I should probably be doing actual work right now. I'll probably wind up putting it off and then rushing to do it over the weekend. Oh, right, speaking of the weekend, Valentine's Day is coming up. I'm planning on spending Saturday with my boyfriend Carson. I... don't really know how to feel about him. We've been dating for a while, at least a couple of months, but... I dunno. He's very kind to me, kind of like a golden retriever. I like being with him, but my dumb people pleasing nature makes it so that I don't do things I actually want to do, like dye my hair or get a tattoo, unless someone close is behind me. It used to be my mom, that I couldn't do it cause it would scare her and she'd be mad. Now that I'm with Carson, he doesn't feel very strongly for or against what I do.

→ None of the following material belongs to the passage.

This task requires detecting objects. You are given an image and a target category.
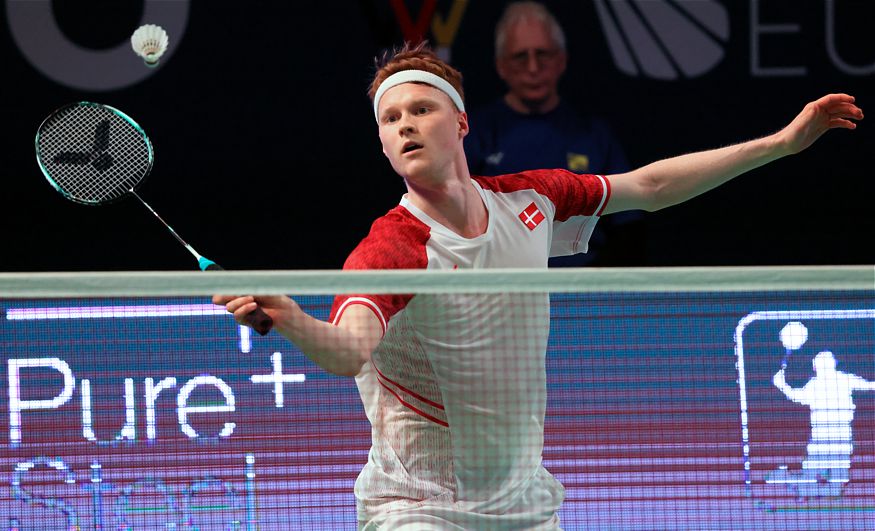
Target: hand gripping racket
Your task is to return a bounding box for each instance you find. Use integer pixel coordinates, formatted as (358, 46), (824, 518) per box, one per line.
(36, 101), (273, 335)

But when he says he likes my hair better blonde, I feel like I should keep it blonde. I feel like he's... almost too good for me as I am right now. Like I need to fix myself before I try to be with others. Fuck... I don't know man.
Whatever...
Anyways, I'm a few weeks into my second semester at college. which is nice since I don't have to deal with my family. Once spring break starts I need to start looking for a job, and work my ass off since despite the fact my parents could easily pay for all my college, my mom thinks I need to learn "hard work" despite the fact that at 14 I was pulling 30+ hours a week at taco bell. Fuck. whatever right anyway I have 2 big things due Monday which I need to remember. Rough draft for an argumentative essay and a Demonstration Speech on how to dress edgy/alt. I'm supposed to put a bibliography in it. How am I supposed to CITE SOURCES in a fuckingg SPEECH? ARGH!